Papa Francesco continua a testimoniare i “segni nei tempi” nei “segni dei tempi”. In fondo, è ciò che dovrebbe fare ogni intellettuale, cercatore della verità e ricercatore in essa, non solo comodo consigliere del principe di turno.
Eppure il mondo nel quale ci limitiamo a esistere non ci sta insegnando la necessità di essere, in quanto persone umane, degli “intellettuali globali”. Il primo passo è la re-integrazione in noi dei “segni dei tempi”, il ri-comprendere in noi la complessità di ciò che siamo, il ri-ascoltare la dinamica verità della realtà.
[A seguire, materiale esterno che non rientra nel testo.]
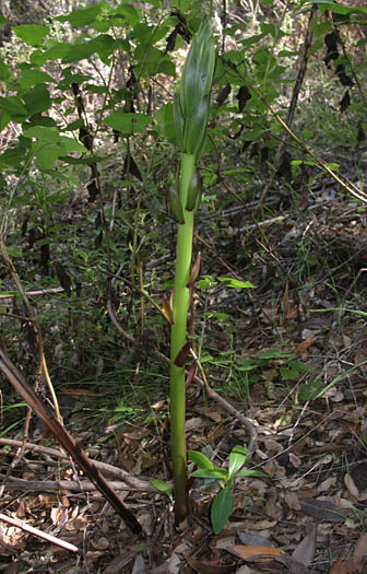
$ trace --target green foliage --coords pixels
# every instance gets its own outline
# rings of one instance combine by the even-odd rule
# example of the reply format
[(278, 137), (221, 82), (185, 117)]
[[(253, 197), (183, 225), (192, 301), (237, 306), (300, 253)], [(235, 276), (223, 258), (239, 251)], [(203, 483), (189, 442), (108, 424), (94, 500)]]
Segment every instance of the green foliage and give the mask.
[(240, 470), (246, 462), (246, 450), (242, 446), (234, 446), (229, 454), (228, 470), (225, 468), (216, 468), (212, 461), (202, 453), (196, 450), (188, 450), (189, 459), (198, 467), (198, 470), (191, 472), (191, 477), (217, 480), (221, 490), (214, 497), (211, 507), (212, 527), (215, 534), (223, 530), (232, 512), (232, 485), (235, 479), (242, 477), (267, 477), (258, 470)]

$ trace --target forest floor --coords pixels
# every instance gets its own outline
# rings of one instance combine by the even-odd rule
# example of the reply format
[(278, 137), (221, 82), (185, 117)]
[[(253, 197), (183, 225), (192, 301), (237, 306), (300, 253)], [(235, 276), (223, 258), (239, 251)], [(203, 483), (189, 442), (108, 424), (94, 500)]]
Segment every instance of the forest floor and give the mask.
[[(233, 512), (216, 536), (210, 504), (217, 484), (197, 480), (192, 514), (176, 528), (171, 500), (149, 482), (170, 481), (166, 367), (154, 366), (152, 332), (141, 356), (125, 341), (123, 353), (132, 358), (132, 371), (123, 375), (131, 393), (115, 411), (110, 395), (119, 394), (117, 383), (109, 386), (98, 376), (91, 385), (61, 385), (59, 400), (66, 427), (99, 461), (142, 534), (128, 529), (35, 421), (15, 464), (23, 431), (19, 424), (9, 429), (5, 411), (1, 481), (9, 466), (14, 468), (4, 481), (0, 512), (74, 544), (78, 552), (0, 520), (0, 572), (367, 571), (366, 211), (325, 177), (317, 185), (297, 208), (284, 204), (261, 225), (233, 203), (221, 215), (226, 241), (213, 239), (209, 227), (201, 236), (200, 225), (196, 239), (203, 274), (256, 286), (223, 282), (205, 298), (199, 293), (192, 323), (196, 332), (205, 329), (202, 364), (211, 388), (256, 432), (246, 468), (268, 478), (235, 483)], [(159, 351), (167, 354), (164, 342)], [(146, 375), (141, 382), (141, 372), (163, 383), (157, 387)], [(145, 402), (137, 406), (140, 385)], [(193, 382), (188, 448), (225, 466), (232, 448), (248, 448), (249, 441), (249, 426)]]

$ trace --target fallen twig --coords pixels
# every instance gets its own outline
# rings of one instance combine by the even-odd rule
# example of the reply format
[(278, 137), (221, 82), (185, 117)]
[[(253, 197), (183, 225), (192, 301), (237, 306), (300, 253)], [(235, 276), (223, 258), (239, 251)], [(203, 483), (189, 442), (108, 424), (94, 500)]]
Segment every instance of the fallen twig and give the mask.
[[(0, 445), (19, 447), (22, 445), (21, 441), (14, 441), (13, 438), (0, 438)], [(54, 456), (62, 460), (69, 460), (69, 455), (57, 448), (50, 448), (48, 446), (36, 445), (33, 443), (25, 443), (25, 450), (31, 453), (39, 453), (42, 455)], [(126, 470), (117, 468), (108, 462), (102, 462), (100, 460), (94, 460), (94, 466), (100, 470), (104, 475), (114, 477), (126, 483), (125, 490), (134, 490), (140, 492), (156, 492), (156, 489), (152, 487), (149, 480), (139, 479), (129, 475)]]
[[(125, 337), (125, 339), (127, 339), (131, 343), (139, 345), (140, 344), (139, 341), (132, 335), (127, 332), (121, 327), (118, 318), (116, 317), (115, 311), (113, 309), (113, 303), (111, 303), (110, 298), (107, 301), (107, 311), (108, 311), (108, 315), (109, 315), (113, 324), (115, 325), (116, 329), (118, 330), (118, 332), (121, 333)], [(161, 351), (158, 351), (157, 349), (154, 349), (154, 354), (158, 359), (161, 359), (162, 361), (164, 361), (165, 363), (167, 363), (169, 365), (168, 356), (166, 356), (165, 354), (161, 353)], [(253, 422), (250, 419), (248, 419), (247, 417), (244, 417), (244, 414), (240, 413), (237, 409), (235, 409), (235, 407), (233, 407), (227, 400), (225, 400), (223, 397), (221, 397), (221, 395), (215, 393), (215, 390), (213, 390), (210, 387), (208, 380), (205, 383), (202, 378), (198, 377), (197, 375), (193, 377), (193, 380), (196, 383), (198, 383), (206, 391), (206, 394), (208, 394), (208, 396), (210, 398), (212, 398), (213, 400), (218, 402), (218, 405), (221, 405), (221, 407), (226, 412), (228, 412), (229, 414), (235, 417), (247, 429), (247, 431), (248, 431), (248, 433), (250, 435), (250, 441), (249, 441), (249, 444), (248, 444), (248, 447), (247, 447), (247, 453), (248, 453), (248, 458), (250, 458), (250, 456), (251, 456), (251, 454), (253, 452), (254, 443), (256, 443), (256, 438), (257, 438), (257, 431), (256, 431)]]
[(15, 526), (16, 528), (21, 528), (25, 532), (29, 532), (32, 535), (38, 536), (39, 538), (43, 538), (44, 540), (47, 540), (48, 542), (51, 542), (52, 544), (57, 544), (60, 548), (64, 548), (64, 550), (69, 550), (70, 552), (79, 552), (79, 548), (75, 547), (74, 544), (64, 542), (63, 540), (56, 538), (56, 536), (48, 535), (47, 532), (43, 532), (42, 530), (38, 530), (38, 528), (34, 528), (33, 526), (29, 526), (28, 524), (17, 520), (16, 518), (11, 518), (10, 516), (7, 516), (5, 514), (0, 513), (0, 520), (11, 524), (12, 526)]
La complessità deve ritornare a essere la musica per le nostre orecchie, calandoci nelle profondità (luci e ombre) della nostra condizione umana nel creato. In più, dobbiamo maturare insieme un “metodo complesso”, per natura transdisciplinare, di analisi dei fenomeni storici; dobbiamo abbandonare la certezza del nostro sguardo limitato e limitante, ri-attivando circuiti virtuosi di conoscenza, al di là dell’informazione indistinta e dominante.
Abbiamo di fronte a noi praterie di “senso possibile” che non percorriamo, impauriti e bisognosi di una sicurezza che nasce dal nostro distacco dalla realtà dei mondi-della-vita. Possiamo dirci liberi se esistiamo nella irrealtà delle nostre convinzioni competitive ? Possiamo dirci liberi se rincorriamo solo le risposte, non ponendoci più le domande fondamentali ? Come possiamo riprenderci la nostra umanità nel terzo millennio globalizzato del disumano trionfante ?
E’ venuto il tempo di rinnovati pensieri strategici per un’azione politica capace di illuminare la realtà con visioni progettuali di conoscenza e di convivenza.